Unfortunately, the forest industry is a particularly fuel-heavy industry. Rule of thumb is that it takes around 4 litres of diesel to turn trees into logs and put them onto a log truck and, assuming a 100km cartage distance, another 2 litres to get them to the port or sawmill. If you take the current increase in fuel cost of around $1/litre, you’re looking at $6/tonne straight off the forest owners’ bottom line ($8/tonne if you’re 200km from markets) – thanks Don.
Unfortunately, this scrap also affects bunker oil prices, meaning shipping costs are heading north also. It’s well known that shipping companies are like the four horseman of the apocalypse and will take any opportunity to increase prices where they can. Current vessel offerings to China are up at least $US10/m3 on February numbers and some have settled as much as $US15/m3 up. India charters are eyewatering in comparison and many are throwing the boat in reverse and heading to different markets.
While March export prices have continued the longest flat run in memory with A grade in the early to mid $120/m3 territory, April will likely be a different basket of apples. The Chinese New Year holidays are over and everyone is back at work with sawmills fired back up and wood flowing through the system. In market log inventories grew expectedly during early March and now sit at around 3.5 million cubic metres, which with offtake heading back to the 55,000m3/day mark gives approximately 60 days supply.
Although a reasonable chunk of this inventory is aging and there will be demand for fresh volume (especially from the furniture sector) this level makes it reasonably difficult to lever any significant price increases, especially enough to cover the increases in shipping.
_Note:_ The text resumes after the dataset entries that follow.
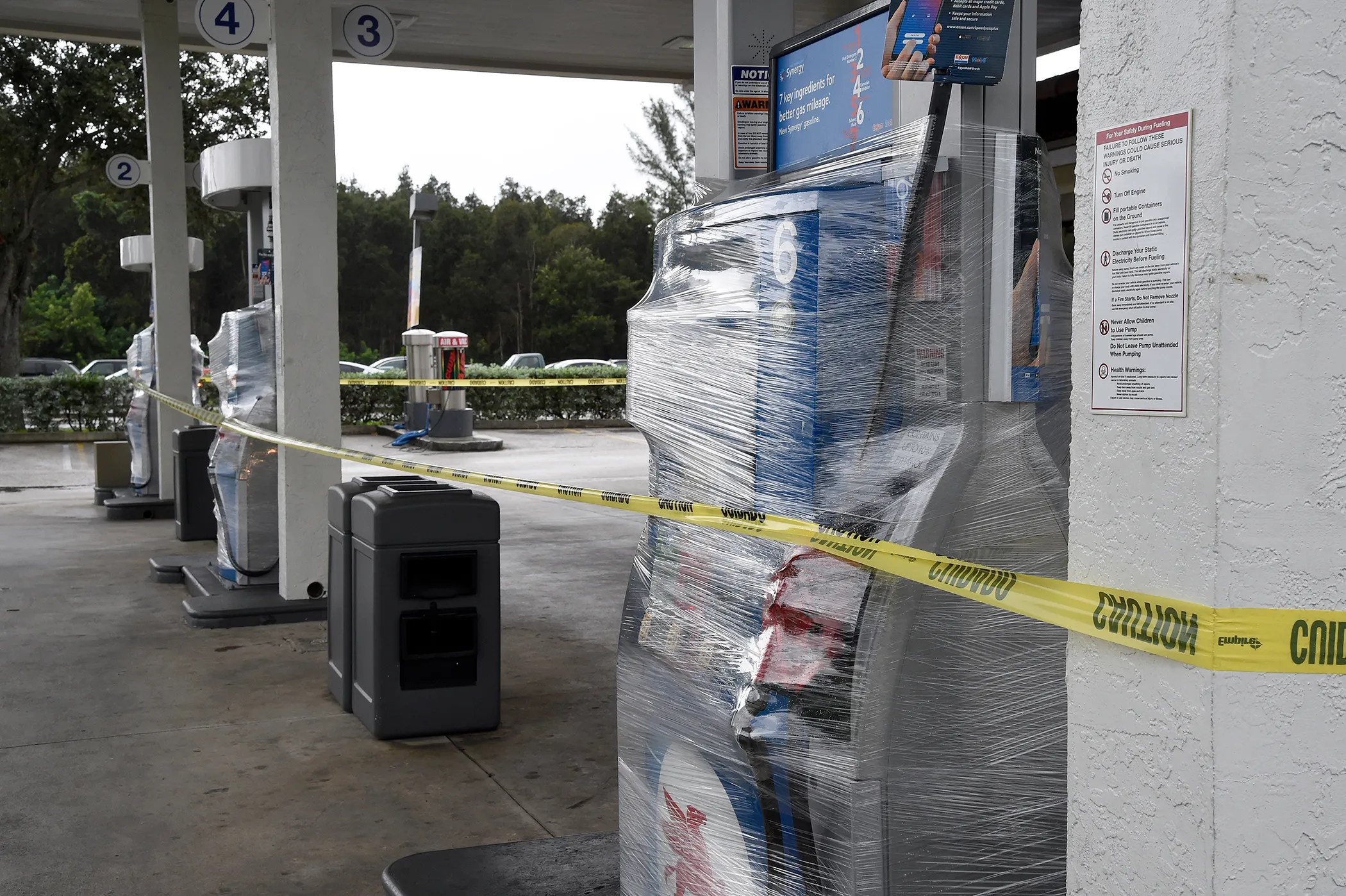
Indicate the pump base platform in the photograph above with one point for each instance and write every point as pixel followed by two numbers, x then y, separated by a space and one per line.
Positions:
pixel 581 865
pixel 213 606
pixel 167 569
pixel 139 508
pixel 467 443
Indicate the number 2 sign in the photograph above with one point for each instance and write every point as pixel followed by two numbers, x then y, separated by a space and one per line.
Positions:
pixel 228 24
pixel 369 33
pixel 126 171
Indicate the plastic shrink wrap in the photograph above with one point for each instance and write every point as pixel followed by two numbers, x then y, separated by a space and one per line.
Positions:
pixel 243 470
pixel 140 416
pixel 790 723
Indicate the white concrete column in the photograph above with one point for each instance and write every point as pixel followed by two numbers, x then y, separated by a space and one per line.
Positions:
pixel 1185 781
pixel 167 222
pixel 729 33
pixel 304 197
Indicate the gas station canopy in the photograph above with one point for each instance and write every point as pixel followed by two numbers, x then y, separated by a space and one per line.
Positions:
pixel 633 39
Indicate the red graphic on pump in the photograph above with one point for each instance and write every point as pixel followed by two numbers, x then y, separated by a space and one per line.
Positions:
pixel 692 871
pixel 811 604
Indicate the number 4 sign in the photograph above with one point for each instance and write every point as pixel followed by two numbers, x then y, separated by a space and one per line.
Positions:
pixel 231 24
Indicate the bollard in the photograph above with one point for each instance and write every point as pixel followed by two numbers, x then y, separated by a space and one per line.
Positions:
pixel 427 626
pixel 338 579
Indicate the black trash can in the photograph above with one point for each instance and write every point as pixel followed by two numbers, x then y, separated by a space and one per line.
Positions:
pixel 338 579
pixel 194 502
pixel 427 620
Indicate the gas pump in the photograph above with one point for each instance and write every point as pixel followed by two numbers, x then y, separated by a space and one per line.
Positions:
pixel 142 498
pixel 889 336
pixel 236 177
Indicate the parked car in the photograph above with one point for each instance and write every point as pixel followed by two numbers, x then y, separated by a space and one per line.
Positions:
pixel 46 368
pixel 526 360
pixel 577 362
pixel 104 367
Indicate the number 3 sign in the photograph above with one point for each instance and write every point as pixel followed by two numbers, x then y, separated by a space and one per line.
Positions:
pixel 228 24
pixel 369 33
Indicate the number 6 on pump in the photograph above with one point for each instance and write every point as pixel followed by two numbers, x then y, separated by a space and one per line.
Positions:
pixel 368 33
pixel 229 24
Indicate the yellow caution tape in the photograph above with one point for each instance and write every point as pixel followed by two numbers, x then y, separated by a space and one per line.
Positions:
pixel 478 384
pixel 1221 638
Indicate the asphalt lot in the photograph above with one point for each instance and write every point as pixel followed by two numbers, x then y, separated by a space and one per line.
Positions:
pixel 143 756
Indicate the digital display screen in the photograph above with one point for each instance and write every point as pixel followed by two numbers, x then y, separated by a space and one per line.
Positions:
pixel 831 94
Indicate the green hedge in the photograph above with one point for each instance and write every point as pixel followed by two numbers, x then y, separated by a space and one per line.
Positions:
pixel 46 404
pixel 384 404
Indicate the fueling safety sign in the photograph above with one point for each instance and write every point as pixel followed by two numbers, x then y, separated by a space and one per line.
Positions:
pixel 751 89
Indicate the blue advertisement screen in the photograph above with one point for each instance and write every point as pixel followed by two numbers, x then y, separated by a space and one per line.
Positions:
pixel 831 93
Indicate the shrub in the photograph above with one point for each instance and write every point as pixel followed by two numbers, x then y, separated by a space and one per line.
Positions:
pixel 384 404
pixel 46 404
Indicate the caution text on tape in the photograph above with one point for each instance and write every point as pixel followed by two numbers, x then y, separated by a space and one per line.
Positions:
pixel 1218 638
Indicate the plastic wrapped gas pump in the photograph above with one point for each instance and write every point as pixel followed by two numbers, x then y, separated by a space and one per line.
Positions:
pixel 790 723
pixel 244 470
pixel 140 416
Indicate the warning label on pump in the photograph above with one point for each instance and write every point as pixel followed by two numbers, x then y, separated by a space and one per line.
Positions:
pixel 1142 188
pixel 751 116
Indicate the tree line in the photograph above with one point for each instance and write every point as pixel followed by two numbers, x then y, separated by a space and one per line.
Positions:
pixel 529 270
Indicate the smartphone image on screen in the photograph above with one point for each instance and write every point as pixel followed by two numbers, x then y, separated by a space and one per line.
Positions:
pixel 917 23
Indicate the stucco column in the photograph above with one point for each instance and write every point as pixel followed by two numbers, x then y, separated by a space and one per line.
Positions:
pixel 1185 781
pixel 304 197
pixel 167 222
pixel 729 33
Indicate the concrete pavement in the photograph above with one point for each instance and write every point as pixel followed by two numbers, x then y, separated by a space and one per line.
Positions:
pixel 143 756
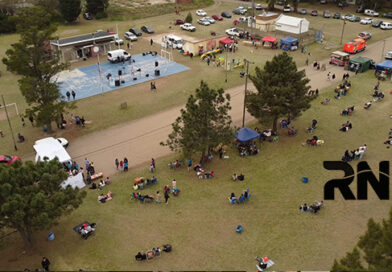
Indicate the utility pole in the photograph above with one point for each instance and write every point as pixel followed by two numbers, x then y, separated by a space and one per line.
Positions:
pixel 9 123
pixel 341 37
pixel 382 51
pixel 246 89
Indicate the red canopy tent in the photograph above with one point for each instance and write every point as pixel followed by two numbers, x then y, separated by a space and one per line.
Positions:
pixel 269 39
pixel 226 40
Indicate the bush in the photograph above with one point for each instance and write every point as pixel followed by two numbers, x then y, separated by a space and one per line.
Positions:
pixel 101 15
pixel 188 18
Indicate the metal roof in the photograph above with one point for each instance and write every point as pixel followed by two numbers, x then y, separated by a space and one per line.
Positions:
pixel 83 38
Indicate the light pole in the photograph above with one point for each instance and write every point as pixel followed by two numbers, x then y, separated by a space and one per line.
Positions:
pixel 246 89
pixel 9 123
pixel 341 37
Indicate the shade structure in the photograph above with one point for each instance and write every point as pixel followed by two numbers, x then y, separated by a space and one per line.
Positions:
pixel 269 39
pixel 246 134
pixel 226 40
pixel 384 65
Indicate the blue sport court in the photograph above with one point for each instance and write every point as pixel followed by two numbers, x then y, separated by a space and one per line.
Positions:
pixel 86 81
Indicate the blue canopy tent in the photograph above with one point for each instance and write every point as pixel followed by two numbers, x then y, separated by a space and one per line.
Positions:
pixel 289 43
pixel 246 134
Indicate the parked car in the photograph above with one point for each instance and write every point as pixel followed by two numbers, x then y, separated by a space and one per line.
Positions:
pixel 386 25
pixel 135 31
pixel 366 21
pixel 87 16
pixel 201 12
pixel 365 35
pixel 179 22
pixel 118 41
pixel 130 36
pixel 209 19
pixel 377 23
pixel 239 11
pixel 6 159
pixel 388 55
pixel 233 32
pixel 354 18
pixel 204 22
pixel 188 27
pixel 147 29
pixel 225 14
pixel 387 15
pixel 371 12
pixel 360 9
pixel 64 142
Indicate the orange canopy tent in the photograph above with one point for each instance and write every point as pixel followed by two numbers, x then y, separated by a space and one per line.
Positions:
pixel 226 40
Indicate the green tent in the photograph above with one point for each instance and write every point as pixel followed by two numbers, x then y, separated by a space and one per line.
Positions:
pixel 363 64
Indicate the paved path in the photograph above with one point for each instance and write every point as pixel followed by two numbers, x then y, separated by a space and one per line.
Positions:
pixel 139 140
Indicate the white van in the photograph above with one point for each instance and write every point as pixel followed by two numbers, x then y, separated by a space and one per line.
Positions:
pixel 118 55
pixel 386 25
pixel 174 41
pixel 50 148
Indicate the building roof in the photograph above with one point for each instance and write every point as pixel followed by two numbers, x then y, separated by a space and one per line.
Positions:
pixel 83 38
pixel 289 20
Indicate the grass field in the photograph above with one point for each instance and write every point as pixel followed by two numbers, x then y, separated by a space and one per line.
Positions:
pixel 104 110
pixel 200 223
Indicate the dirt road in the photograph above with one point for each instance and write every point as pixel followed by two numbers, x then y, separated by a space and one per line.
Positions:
pixel 139 140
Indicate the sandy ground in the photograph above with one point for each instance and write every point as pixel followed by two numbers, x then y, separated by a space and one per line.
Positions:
pixel 139 140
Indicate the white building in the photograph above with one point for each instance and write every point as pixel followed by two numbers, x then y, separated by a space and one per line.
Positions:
pixel 291 24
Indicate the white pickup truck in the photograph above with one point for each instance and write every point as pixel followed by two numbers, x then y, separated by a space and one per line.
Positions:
pixel 188 27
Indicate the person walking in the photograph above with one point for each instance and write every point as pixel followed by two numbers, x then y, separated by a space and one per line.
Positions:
pixel 158 197
pixel 117 163
pixel 45 263
pixel 167 197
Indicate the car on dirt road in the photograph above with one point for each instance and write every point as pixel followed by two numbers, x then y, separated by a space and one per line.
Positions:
pixel 8 160
pixel 225 14
pixel 217 17
pixel 233 32
pixel 366 21
pixel 179 22
pixel 188 27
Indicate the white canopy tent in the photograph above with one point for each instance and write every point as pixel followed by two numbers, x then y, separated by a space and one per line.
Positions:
pixel 291 24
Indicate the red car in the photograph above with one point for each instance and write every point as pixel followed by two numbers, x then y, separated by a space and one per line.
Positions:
pixel 179 22
pixel 217 17
pixel 5 159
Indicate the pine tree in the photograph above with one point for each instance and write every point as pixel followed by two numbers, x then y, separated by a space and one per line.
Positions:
pixel 31 59
pixel 203 124
pixel 188 18
pixel 70 9
pixel 31 198
pixel 281 91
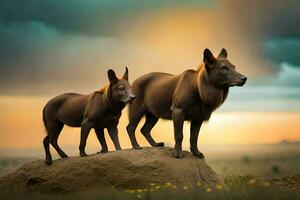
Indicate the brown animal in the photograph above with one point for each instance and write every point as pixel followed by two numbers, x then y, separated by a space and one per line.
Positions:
pixel 191 96
pixel 98 110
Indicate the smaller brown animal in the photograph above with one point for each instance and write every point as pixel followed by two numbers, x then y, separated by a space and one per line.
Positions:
pixel 191 96
pixel 98 110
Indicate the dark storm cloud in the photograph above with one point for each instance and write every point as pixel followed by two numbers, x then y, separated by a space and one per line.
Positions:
pixel 275 24
pixel 284 50
pixel 90 17
pixel 37 36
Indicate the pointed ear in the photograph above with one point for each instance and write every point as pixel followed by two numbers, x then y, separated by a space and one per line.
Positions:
pixel 223 54
pixel 125 76
pixel 208 57
pixel 112 76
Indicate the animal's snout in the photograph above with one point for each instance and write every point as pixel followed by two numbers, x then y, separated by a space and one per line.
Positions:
pixel 243 79
pixel 132 97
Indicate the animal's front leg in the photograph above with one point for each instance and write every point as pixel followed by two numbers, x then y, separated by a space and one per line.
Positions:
pixel 178 120
pixel 85 130
pixel 113 133
pixel 101 138
pixel 195 128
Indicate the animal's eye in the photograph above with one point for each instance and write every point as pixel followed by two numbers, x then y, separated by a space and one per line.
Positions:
pixel 224 68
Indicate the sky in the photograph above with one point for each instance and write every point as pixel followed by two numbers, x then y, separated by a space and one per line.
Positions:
pixel 52 47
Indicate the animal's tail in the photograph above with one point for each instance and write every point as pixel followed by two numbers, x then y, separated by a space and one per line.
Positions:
pixel 46 141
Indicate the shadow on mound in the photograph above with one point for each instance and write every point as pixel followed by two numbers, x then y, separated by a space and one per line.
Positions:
pixel 121 170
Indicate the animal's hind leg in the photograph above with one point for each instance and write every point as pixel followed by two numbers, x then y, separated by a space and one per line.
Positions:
pixel 151 120
pixel 46 142
pixel 54 130
pixel 134 119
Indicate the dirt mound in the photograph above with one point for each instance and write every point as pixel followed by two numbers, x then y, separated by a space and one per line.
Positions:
pixel 126 169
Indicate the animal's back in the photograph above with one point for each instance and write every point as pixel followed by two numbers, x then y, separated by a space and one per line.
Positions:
pixel 154 91
pixel 67 108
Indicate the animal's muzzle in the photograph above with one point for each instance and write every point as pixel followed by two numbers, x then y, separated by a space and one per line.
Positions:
pixel 131 98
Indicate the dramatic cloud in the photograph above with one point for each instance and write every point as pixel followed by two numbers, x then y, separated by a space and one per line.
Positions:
pixel 52 46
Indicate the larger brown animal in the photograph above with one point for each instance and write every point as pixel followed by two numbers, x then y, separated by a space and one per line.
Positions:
pixel 98 110
pixel 191 96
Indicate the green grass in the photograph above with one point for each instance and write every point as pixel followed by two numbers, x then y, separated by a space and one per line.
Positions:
pixel 257 172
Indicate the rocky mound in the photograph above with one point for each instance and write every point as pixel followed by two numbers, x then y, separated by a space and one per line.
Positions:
pixel 121 170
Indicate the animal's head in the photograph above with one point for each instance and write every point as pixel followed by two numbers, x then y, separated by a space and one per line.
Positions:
pixel 121 88
pixel 220 71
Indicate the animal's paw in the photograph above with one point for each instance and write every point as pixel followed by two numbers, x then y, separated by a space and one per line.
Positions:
pixel 64 156
pixel 198 154
pixel 159 144
pixel 137 147
pixel 177 154
pixel 83 154
pixel 48 161
pixel 103 151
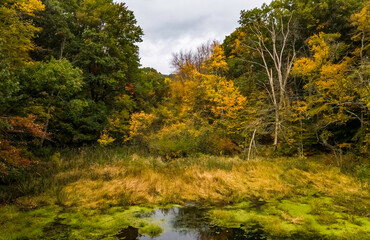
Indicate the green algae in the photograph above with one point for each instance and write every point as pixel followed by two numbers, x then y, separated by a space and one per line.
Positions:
pixel 311 218
pixel 54 222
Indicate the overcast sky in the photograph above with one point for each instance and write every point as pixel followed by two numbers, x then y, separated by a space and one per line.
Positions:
pixel 173 25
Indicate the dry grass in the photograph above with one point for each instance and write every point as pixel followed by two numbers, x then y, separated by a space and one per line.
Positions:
pixel 139 181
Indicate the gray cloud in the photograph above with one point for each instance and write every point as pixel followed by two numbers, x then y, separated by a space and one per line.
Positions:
pixel 172 25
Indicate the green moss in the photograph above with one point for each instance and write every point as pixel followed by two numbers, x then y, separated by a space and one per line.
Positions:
pixel 18 224
pixel 151 230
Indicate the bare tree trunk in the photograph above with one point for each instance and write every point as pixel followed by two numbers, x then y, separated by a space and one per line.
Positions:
pixel 46 128
pixel 250 145
pixel 276 132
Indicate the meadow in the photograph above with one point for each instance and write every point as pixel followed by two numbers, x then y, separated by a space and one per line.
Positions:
pixel 93 193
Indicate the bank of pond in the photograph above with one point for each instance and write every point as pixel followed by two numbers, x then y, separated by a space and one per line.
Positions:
pixel 94 195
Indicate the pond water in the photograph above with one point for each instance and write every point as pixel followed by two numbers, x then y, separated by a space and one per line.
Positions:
pixel 190 223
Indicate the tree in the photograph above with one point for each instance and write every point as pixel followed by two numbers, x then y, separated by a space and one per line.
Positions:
pixel 332 98
pixel 270 35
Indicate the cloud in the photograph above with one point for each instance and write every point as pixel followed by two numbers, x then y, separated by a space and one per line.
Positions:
pixel 170 26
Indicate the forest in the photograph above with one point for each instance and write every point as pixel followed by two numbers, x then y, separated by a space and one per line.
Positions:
pixel 265 135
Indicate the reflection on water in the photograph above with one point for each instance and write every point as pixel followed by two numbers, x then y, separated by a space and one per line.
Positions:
pixel 191 223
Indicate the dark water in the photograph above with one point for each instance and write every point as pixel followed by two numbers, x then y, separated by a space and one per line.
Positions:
pixel 191 223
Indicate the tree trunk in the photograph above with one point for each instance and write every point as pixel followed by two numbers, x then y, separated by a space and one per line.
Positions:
pixel 276 132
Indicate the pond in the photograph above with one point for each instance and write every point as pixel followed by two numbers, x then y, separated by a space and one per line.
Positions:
pixel 190 223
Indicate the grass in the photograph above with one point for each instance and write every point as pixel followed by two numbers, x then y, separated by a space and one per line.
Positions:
pixel 88 194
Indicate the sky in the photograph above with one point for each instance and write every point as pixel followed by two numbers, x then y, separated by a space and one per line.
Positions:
pixel 173 25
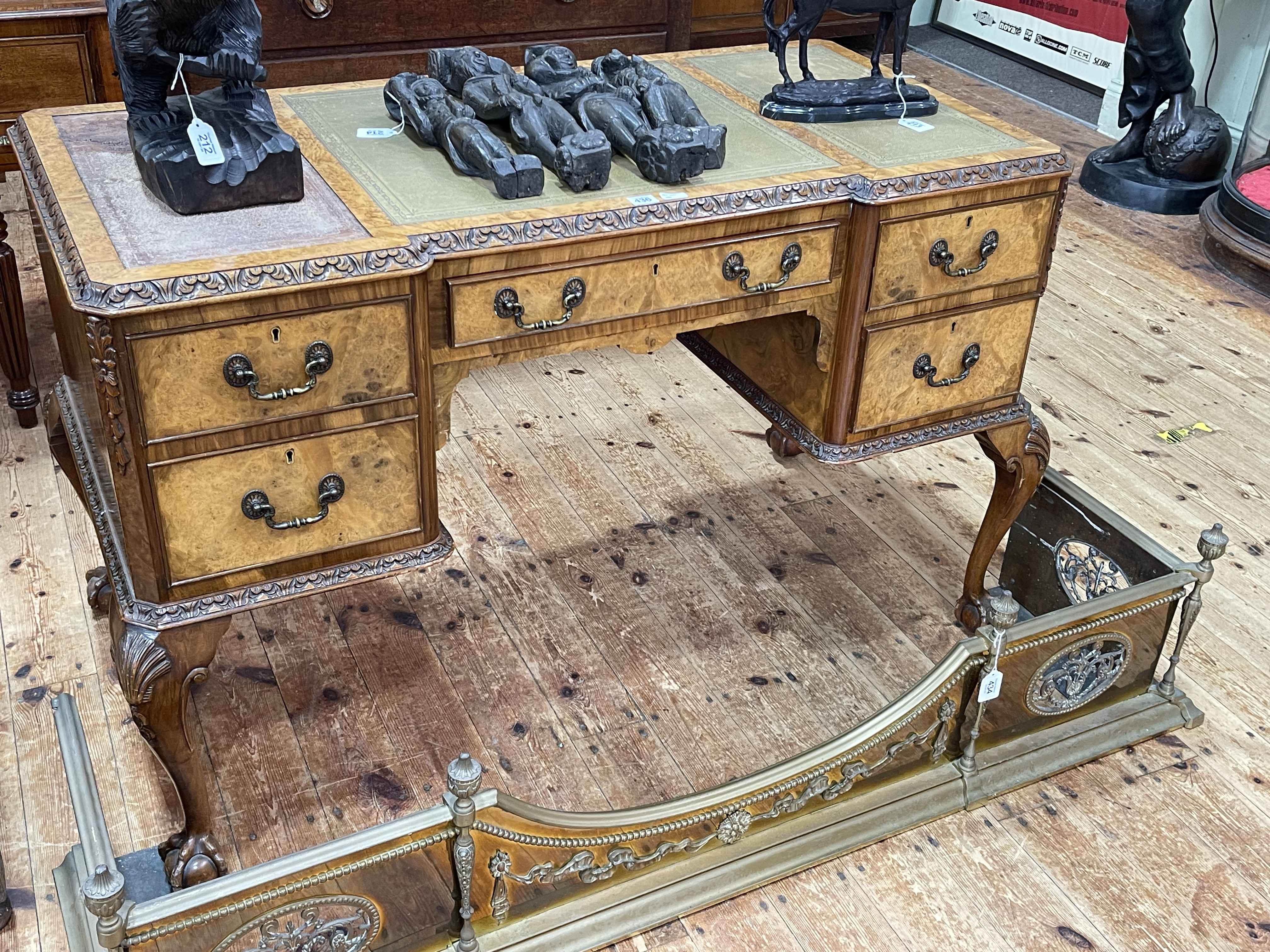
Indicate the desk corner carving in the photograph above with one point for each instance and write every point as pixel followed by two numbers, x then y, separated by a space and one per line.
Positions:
pixel 106 375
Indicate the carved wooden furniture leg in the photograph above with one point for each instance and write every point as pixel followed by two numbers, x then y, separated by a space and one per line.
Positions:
pixel 14 349
pixel 1020 452
pixel 157 672
pixel 781 445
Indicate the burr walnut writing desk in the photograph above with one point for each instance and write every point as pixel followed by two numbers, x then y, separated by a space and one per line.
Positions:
pixel 864 286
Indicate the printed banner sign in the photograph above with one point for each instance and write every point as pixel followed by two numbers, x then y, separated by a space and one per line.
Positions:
pixel 1081 38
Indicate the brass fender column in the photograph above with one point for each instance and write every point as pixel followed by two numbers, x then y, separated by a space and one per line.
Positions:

Having said that, uplift is expected to seasonally increase to 70,000m3/day into April which will reduce the inventory position reasonably quickly and the CFR price has moved up a few $US to around $US120/m3 in the past week.
The domestic scene is looking a bit rosier with January 2026 consents for new dwellings up 1.9% and for the year ended January, the actual number of new dwellings was up 9.3% on 2024. Meanwhile, consents data from Stats NZ, which is a good predictor of future wood demand, shows five months in a row of consents growth that was greater than the previous month.
Unfortunately, though, the consent stats don’t seem to be manifesting into reality with unpruned sawmillers still feeling the pinch. Sales remain hard won and there is a feeling that many are holding off hitting the go button with uncertainties around the middle east and the looming NZ election. Pruned sawmills are still walking uphill on struggle street as European and US demand for clearwood has stalled and the tariffs still hang heavy in the air.
NZU prices have bumbled along with poor demand and lower transactions. Current spot price sits a shade over $44/NZU which is not going to get anyone fizzy. Once again, the election may come into play here with a potential change in government and policy direction.
So, April is looking untidy and might be the month that we need to brush the rust off the steel undies and brace ourselves for an end to the longest run of export price stability in memory. NZ supply will undoubtedly reduce in response to both reduced prices and increased fuel related costs. How long this sticky period lasts will depend entirely on how long and sharp the tiger's teeth are – at this stage they look quite pointy.